The shutdown pushed the U.S. headline unemployment rate – also known as the U-3 unemployment rate – to nearly 15% in April, and that receded to September’s 7.9% rate. But that figure might not be the best indication of the damage being done to the labor force and the economy. The U-6 underemployment rate – which includes people who are part-timers and are otherwise marginally attached to the labor force – reached more than 22% in April before receding to 12.8% in September.
Because of the abnormal, off-the-chart changes in employment during the shutdown – pre-pandemic payroll changes hovered around 185,000 per month – the slowdown in re-employment might best be illustrated in the figure below. We show the number of months that payroll employment has been in decline over the past year.
Monthly payrolls clearly decrease during recessions. Conversely, increases in payrolls occur as the economic recovery picks up steam and then the mean reverts around an average of six increases and decreases per year during periods of stable growth.
The economists Jason Furman and Wilson Powell of Harvard University have suggested that September’s 7.9% U-3 unemployment rate might be understating the level of joblessness because of the impact of the pandemic on labor force participation and the classification of the unemployed.

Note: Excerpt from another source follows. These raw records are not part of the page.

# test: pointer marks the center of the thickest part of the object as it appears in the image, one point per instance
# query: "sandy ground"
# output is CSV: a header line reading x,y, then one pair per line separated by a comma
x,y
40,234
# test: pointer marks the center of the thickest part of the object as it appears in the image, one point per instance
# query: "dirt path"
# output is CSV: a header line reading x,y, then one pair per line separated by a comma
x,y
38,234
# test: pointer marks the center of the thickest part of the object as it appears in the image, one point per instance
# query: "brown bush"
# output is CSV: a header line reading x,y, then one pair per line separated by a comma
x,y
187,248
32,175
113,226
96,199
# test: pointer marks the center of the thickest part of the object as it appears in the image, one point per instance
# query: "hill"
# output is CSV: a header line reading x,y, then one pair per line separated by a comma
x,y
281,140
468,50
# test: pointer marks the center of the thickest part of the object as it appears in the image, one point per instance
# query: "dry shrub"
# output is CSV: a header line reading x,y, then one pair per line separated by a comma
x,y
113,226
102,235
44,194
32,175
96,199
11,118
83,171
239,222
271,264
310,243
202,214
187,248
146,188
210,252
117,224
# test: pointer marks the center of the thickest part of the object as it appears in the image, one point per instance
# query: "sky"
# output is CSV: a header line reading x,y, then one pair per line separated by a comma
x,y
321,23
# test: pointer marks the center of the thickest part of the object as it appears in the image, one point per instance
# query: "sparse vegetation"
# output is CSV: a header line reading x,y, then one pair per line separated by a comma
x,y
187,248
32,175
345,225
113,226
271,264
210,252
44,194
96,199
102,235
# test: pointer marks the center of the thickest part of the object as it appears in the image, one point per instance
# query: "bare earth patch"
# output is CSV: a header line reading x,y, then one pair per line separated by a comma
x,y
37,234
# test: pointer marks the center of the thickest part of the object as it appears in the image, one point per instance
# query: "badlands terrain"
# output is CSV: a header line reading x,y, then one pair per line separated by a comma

We have taken Furman’s and Powell’s cue and have come up with revised estimates of U-3 unemployment that can be quickly reported after labor department releases on “jobs day,” the first Friday of each month.
In our analysis, shown in the figure below, we adjust the number of unemployed by including the increase in people who are “not in the labor force but want a job” relative to same month before the pandemic. The pandemic unemployment rate jumps to 9.2% of the adjusted labor force.
Alternatively, we have included another estimate that shows that even under the best of circumstances – in which all employees who are on temporary layoffs are recalled back to work – the unemployment rate remains at 7.6%, which is only slightly better than the current 7.9% unemployment rate.
This suggests that increases in payroll employment should be tempered by the work remaining before the labor force is back to normal. In the end, it’s another indication of the deep scarring in the domestic labor market.